不寛容社会 M・Aさんの作品
気温が三十五度近い日が続いた頃だった。暑さに弱い私は、虫刺されから始まってひどい皮膚炎になったので、やむを得ず二日後に病院に行った。
そこは南区内でも名医といわれる女性の先生で、個人病院である。待ち時間は、よほどすいている日で一時間余り。初日はそれで済んだが、翌日も来なさいというので行ったところ、予想以上の待ち時間になった。待つこと二時間二十分近く。午後の予定も入っていたのでさすがの私も……。新書を一冊ほとんど読んでじっくり落ち着けていたはずの腰が浮きそう。
待合室は狭くはないけど、ずっと立っている人も多くいたし、夏休みになって小さい子どもからお年寄りまでいて、ごった返していた。待っている人たちも、この込み具合に疲労感やイライラ感が顔にじみ出てくる。

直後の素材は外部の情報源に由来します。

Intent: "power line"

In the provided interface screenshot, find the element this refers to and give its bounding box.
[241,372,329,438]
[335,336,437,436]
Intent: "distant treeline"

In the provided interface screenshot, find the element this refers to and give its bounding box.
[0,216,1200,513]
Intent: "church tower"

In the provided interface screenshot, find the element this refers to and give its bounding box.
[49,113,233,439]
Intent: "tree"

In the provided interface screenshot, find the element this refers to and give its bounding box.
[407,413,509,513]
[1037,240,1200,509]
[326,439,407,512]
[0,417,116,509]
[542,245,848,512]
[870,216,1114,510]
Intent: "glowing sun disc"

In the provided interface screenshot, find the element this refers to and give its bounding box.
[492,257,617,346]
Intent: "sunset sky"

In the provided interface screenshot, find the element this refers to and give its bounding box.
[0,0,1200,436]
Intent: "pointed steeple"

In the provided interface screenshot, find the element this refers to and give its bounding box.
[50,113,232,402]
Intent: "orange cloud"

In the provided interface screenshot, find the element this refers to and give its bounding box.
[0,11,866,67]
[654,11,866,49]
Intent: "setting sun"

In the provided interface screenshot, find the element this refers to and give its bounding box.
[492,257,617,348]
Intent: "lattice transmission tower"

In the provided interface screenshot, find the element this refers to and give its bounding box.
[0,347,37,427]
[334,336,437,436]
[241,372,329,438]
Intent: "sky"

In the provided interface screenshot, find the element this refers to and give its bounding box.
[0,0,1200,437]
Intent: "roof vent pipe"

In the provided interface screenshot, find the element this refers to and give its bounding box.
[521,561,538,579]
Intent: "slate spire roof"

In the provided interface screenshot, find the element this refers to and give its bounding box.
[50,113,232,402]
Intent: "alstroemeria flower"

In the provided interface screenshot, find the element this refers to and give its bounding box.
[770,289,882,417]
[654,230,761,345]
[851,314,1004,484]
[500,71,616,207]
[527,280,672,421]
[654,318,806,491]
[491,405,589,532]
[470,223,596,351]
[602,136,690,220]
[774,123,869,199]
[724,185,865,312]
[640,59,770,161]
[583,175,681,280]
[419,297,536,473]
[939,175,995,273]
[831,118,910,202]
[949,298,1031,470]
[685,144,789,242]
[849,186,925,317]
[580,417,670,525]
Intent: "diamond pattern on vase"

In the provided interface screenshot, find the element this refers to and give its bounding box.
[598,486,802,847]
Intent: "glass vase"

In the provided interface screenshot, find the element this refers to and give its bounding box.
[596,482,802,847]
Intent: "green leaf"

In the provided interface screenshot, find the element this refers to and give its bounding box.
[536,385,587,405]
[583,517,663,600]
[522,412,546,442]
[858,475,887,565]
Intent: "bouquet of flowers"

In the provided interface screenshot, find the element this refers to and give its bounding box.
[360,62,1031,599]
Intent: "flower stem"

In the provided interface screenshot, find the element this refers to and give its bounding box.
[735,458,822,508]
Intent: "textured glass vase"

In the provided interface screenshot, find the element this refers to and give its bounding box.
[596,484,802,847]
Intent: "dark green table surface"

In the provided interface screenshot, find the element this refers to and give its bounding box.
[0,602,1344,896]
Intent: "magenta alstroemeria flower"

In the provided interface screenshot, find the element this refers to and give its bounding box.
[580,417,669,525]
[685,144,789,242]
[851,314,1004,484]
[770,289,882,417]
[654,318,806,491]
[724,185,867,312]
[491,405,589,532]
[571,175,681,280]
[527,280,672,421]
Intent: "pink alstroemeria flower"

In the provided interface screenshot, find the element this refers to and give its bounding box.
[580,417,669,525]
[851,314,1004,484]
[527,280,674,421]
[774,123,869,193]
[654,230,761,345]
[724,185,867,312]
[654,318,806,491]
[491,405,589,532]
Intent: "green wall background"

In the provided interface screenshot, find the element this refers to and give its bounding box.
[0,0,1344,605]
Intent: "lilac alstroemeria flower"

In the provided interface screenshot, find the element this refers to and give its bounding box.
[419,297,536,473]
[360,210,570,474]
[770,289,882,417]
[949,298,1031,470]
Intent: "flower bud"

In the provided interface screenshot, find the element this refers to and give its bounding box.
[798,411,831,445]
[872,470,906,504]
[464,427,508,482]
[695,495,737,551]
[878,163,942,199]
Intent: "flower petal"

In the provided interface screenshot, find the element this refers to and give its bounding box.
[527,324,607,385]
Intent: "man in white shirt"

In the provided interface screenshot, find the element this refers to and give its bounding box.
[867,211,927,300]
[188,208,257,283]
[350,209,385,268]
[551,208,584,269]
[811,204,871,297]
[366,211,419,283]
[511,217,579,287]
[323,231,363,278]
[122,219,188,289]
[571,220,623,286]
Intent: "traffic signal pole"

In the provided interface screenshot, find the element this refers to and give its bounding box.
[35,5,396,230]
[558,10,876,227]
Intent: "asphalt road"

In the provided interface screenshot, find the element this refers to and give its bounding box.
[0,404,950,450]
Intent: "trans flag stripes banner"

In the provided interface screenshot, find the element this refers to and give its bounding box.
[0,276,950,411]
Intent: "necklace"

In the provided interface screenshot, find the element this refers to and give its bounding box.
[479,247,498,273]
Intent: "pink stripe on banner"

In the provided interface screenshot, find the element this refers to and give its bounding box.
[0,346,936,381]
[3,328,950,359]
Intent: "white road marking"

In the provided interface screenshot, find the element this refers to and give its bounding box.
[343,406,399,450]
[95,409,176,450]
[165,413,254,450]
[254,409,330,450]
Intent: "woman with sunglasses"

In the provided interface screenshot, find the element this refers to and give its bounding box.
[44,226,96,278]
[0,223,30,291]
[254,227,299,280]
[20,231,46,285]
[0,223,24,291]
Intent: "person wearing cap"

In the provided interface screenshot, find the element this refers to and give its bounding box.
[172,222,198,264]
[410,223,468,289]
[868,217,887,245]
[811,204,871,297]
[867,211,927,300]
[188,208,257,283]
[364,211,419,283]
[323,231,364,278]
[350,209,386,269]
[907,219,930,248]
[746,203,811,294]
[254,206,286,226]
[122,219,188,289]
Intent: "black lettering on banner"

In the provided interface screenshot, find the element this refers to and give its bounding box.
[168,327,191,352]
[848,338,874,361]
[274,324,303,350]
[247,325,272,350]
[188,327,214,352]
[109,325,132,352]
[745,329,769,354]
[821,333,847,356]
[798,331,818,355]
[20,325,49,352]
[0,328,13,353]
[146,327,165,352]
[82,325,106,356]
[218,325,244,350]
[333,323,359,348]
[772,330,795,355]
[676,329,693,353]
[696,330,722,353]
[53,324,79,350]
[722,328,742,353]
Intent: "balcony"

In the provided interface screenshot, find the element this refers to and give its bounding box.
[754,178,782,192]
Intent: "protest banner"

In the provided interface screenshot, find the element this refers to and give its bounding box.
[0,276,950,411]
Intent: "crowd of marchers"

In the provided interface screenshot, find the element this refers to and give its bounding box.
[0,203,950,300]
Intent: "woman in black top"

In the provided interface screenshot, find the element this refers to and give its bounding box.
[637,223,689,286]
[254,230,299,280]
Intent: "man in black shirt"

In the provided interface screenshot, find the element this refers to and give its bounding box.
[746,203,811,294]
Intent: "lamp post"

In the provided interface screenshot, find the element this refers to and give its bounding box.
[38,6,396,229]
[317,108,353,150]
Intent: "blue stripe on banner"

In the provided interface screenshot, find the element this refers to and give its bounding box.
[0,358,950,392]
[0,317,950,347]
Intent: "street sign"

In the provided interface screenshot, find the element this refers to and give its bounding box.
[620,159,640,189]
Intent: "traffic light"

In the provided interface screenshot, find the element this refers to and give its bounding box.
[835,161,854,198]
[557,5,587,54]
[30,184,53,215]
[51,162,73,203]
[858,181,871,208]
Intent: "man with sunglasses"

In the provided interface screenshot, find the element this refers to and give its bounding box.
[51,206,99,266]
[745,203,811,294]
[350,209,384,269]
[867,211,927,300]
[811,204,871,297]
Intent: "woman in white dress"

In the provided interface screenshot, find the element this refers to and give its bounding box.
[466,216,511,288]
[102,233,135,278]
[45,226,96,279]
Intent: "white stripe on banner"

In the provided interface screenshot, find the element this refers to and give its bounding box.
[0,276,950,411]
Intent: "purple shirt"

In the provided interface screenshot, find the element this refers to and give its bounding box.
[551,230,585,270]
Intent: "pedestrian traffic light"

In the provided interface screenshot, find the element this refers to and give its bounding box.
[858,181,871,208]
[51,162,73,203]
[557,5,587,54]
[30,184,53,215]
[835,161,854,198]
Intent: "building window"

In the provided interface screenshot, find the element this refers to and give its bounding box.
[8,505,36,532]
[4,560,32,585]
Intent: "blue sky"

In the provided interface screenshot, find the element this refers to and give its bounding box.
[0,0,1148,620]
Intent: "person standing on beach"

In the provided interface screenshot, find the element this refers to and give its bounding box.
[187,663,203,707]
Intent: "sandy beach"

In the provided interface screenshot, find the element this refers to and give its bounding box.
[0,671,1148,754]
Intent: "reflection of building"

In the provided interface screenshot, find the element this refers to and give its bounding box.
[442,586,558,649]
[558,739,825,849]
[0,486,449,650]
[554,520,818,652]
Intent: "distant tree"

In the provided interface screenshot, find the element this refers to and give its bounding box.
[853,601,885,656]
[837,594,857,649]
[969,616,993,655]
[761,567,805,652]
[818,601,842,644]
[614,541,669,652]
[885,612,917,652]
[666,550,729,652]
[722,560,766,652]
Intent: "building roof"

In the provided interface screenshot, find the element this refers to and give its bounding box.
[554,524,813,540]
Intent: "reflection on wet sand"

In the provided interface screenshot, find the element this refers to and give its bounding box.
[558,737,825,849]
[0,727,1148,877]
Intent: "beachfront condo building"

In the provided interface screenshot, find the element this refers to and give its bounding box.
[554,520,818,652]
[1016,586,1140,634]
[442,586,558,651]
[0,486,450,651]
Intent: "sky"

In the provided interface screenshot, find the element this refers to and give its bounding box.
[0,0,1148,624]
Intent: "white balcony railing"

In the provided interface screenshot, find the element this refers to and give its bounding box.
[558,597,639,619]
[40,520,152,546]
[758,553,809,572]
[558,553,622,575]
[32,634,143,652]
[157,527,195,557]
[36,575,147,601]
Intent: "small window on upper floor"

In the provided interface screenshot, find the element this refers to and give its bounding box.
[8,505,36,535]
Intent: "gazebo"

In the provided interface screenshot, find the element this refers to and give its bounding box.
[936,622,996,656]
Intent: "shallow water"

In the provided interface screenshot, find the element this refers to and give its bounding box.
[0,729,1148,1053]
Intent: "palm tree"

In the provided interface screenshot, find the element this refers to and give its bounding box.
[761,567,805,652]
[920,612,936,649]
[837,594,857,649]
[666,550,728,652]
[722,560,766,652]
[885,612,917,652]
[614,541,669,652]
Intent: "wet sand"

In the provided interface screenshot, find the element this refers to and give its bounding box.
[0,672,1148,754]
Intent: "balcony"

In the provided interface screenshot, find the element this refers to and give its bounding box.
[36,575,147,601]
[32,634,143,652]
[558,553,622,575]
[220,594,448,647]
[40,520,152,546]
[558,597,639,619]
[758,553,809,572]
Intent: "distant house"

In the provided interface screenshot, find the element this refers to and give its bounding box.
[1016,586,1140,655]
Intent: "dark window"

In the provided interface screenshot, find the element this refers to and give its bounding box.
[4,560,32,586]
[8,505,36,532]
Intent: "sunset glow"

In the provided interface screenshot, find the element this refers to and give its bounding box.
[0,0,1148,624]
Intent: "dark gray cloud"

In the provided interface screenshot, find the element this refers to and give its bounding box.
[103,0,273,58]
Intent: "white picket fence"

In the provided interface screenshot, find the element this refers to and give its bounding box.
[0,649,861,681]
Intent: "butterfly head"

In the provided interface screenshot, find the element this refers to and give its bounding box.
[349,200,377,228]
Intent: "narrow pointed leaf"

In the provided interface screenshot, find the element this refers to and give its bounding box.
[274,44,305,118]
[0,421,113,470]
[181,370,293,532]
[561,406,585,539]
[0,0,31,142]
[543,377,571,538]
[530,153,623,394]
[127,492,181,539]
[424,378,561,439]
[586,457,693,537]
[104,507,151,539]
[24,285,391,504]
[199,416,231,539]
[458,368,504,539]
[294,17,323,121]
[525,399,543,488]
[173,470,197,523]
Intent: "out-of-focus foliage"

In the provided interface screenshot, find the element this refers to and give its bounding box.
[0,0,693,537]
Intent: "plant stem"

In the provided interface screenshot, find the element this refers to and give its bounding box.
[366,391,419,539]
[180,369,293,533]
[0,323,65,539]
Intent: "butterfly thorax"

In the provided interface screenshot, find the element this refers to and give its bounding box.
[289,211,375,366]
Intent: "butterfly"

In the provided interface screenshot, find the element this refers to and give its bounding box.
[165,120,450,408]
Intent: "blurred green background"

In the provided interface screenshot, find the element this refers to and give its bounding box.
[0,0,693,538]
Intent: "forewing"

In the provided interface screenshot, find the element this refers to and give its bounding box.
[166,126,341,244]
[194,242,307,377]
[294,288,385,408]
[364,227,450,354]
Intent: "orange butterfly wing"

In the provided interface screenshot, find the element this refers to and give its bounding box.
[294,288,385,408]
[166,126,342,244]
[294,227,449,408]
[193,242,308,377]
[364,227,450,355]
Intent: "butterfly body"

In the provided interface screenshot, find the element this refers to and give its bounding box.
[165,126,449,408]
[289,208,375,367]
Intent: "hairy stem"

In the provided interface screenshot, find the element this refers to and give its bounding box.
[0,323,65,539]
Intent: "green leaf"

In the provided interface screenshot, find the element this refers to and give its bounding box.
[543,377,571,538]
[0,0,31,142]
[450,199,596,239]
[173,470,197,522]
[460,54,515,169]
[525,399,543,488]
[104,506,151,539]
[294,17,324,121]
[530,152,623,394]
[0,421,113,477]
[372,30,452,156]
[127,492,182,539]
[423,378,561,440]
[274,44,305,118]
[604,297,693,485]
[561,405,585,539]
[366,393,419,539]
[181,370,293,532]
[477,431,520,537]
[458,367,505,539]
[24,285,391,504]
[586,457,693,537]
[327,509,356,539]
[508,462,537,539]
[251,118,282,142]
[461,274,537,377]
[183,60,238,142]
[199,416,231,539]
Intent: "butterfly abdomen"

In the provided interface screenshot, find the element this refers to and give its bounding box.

けっこう幼児もおり、乳児もいたのだが、その中で二歳になるかどうかくらいの女の子がぐずりだして泣き続けている。「うるさいな!」突然私の横に座っていた七十歳は過ぎている男性が言い放った。日焼けして細身の彼は、目を三角にした。
確かに、皆イライラしているときに、泣き声は愉快ではない。が、なにせまだ聞き分けのない年齢。もう一人姉とみられる女の子も連れたお母さんは、泣いている子をなだめているのだ。〈仕方ないではありませんか、まだ小さいですから)と言いたいけど、角刈りの短気そうな人だし、彼をも傷つけない言葉は見つからず、私は言葉をのみ込んだ。やはり他の誰も何も言わなかった。この男性には、孫や子どもでそういった経験はないのだろうか。もし自身にそうした幼児がいたら分かるかもと思うのだが。私の次男も集合住宅にいて、幼児の泣き声に気をつかうと言っている。「理解してくれる人もいるけど、そうでない人がいるのも確かだよ」と、私の現状認識が甘いと思ってかそう話す。
うるさいからと、近くに保育園などの建設に反対する住民もいるご時世である。ある報道によると、「不寛容な人が多くなってきた社会」をレポートしていたが、確かに住みにくく、余裕のない人が多くなっている気がする。